The pipeline has six stages:
1. A discovery agent analyzes the business and produces a strategic brief. Critically, it also generates a "tangential category" (something completely unrelated, like "a luxury candle brand" for a SaaS tool) and a "disguised context" (an adjacent industry).
2. Three creative agents run in parallel, each with a different framing of the same brief. One works honestly from the brief. One is told it's naming the disguised context. One is told it's naming the tangential category. The disguised and tangential agents consistently produce more interesting names because they're freed from category conventions — the LLM can't fall back on the obvious industry vocabulary.

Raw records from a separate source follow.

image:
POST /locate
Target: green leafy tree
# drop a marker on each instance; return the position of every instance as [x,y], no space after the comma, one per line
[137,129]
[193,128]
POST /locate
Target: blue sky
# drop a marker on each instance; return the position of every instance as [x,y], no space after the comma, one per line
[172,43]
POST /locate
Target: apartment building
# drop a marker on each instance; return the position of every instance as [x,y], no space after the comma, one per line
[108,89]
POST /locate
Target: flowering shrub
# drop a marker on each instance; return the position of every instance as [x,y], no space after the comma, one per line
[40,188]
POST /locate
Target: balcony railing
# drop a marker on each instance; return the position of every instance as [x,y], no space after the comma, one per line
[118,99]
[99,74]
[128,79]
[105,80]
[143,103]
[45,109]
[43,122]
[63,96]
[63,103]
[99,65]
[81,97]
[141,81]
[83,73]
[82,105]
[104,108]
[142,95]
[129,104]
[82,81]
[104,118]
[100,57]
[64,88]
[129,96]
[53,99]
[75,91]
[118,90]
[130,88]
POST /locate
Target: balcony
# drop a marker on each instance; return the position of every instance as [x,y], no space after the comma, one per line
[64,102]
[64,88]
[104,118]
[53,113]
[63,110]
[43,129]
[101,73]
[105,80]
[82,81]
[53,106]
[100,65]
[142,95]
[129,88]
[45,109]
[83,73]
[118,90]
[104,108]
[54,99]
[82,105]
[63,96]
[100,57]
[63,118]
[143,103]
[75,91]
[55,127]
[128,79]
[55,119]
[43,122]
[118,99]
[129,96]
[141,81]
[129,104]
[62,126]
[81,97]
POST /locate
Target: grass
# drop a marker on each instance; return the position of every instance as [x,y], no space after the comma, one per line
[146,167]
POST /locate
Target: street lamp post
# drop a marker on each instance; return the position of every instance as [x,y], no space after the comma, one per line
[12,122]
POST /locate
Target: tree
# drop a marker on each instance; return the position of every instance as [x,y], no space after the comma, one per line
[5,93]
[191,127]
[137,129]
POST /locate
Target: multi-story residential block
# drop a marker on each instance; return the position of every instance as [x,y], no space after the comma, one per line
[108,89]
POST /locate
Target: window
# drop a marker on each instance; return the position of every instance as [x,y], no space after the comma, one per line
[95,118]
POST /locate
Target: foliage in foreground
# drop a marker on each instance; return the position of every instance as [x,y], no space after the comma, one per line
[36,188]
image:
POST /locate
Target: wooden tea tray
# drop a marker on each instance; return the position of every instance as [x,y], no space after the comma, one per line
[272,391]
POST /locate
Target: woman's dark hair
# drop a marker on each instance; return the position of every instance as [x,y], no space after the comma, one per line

3. A linguistic filter scores all ~90 candidates using sound symbolism research: - The bouba/kiki effect (round sounds like b, m, l, o map to friendly/soft; sharp sounds like k, t, p, i map to edgy/precise) - Processing fluency (ease of pronunciation, spelling, recall) - The Von Restorff isolation effect (distinctiveness from category norms) - Consonant/vowel balance and syllable structure
Each name gets a 0-100 score. Top 25 survive.

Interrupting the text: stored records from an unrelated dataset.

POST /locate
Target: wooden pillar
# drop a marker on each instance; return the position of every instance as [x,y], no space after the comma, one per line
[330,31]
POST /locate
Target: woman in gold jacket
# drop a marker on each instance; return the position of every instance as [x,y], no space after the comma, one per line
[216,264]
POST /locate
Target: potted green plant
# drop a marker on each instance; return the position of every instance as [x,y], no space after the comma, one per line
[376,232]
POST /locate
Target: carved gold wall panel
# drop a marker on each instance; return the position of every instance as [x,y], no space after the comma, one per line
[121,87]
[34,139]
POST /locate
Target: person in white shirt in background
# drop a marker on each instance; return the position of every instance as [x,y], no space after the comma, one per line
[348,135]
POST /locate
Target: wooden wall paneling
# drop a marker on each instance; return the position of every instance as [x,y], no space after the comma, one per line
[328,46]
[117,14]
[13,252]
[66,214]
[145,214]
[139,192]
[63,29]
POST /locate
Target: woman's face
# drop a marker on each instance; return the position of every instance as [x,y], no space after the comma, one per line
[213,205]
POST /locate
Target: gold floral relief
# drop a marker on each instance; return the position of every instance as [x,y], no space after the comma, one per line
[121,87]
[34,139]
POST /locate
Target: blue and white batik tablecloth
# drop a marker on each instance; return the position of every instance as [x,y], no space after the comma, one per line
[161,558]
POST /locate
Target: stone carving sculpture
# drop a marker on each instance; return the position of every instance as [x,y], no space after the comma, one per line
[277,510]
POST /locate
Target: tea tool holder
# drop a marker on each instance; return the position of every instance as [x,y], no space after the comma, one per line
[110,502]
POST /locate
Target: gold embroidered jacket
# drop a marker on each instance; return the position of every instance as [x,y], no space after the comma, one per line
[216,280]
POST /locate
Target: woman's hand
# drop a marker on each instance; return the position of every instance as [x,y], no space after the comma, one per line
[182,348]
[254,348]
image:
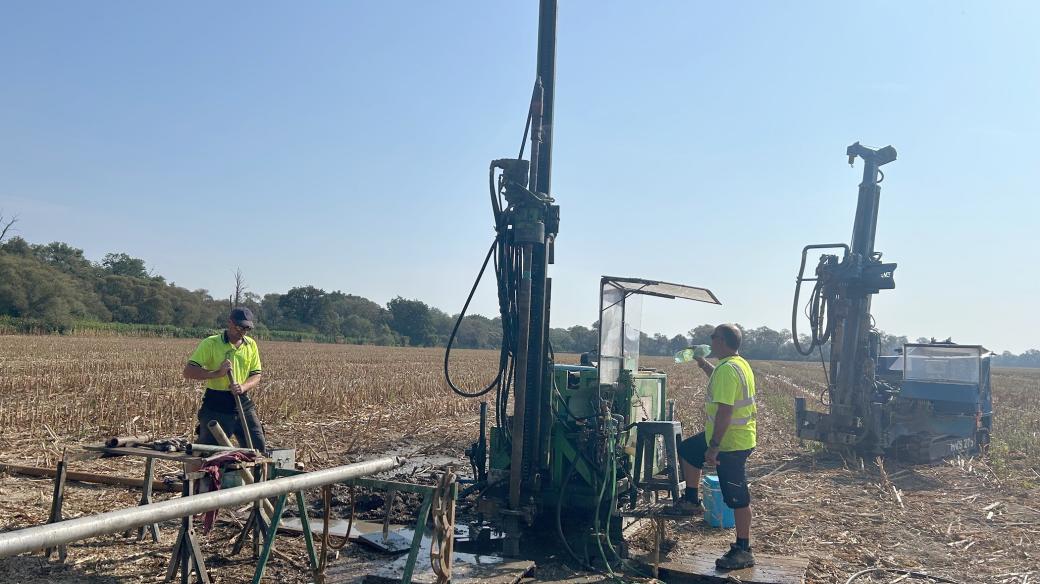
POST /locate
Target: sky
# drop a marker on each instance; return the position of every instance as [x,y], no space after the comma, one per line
[345,146]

4. Domain availability across ~280 combinations (7 TLDs x multiple variations).5. A synthesis agent ranks the final 10. This stage uses Claude instead of OpenAI — the ranking requires balancing semantic relevance, brand fit, sound symbolism scores, domain availability, and "polarization potential" (names that provoke a reaction tend to be stronger brands). Claude handles this kind of multi-factor holistic judgment noticeably better in my testing.
6. Trademark screening against the USPTO database, cross-referenced with the Nice classification classes identified in stage 1.
The two-model split was a pragmatic choice. GPT-4o-mini is fast and cheap for structured generation and analysis (stages 1-4). Claude Opus is better at the subjective ranking tradeoffs in stage 5 but would be too expensive to run across all the parallel creative agents.
The linguistic scoring is the part I find most interesting. Sound symbolism is well-established in psycholinguistics but rarely applied systematically to naming. Lexicon Branding (who named Sonos, Pentium, Blackberry) uses these principles — the "s" sounds in Sonos evoke smoothness and flow, which maps to their product experience. The tool tries to do the same analysis programmatically.
Genuinely curious what HN thinks of the names it generates. Try it with a business you know well and see if the output feels different from what ChatGPT gives you.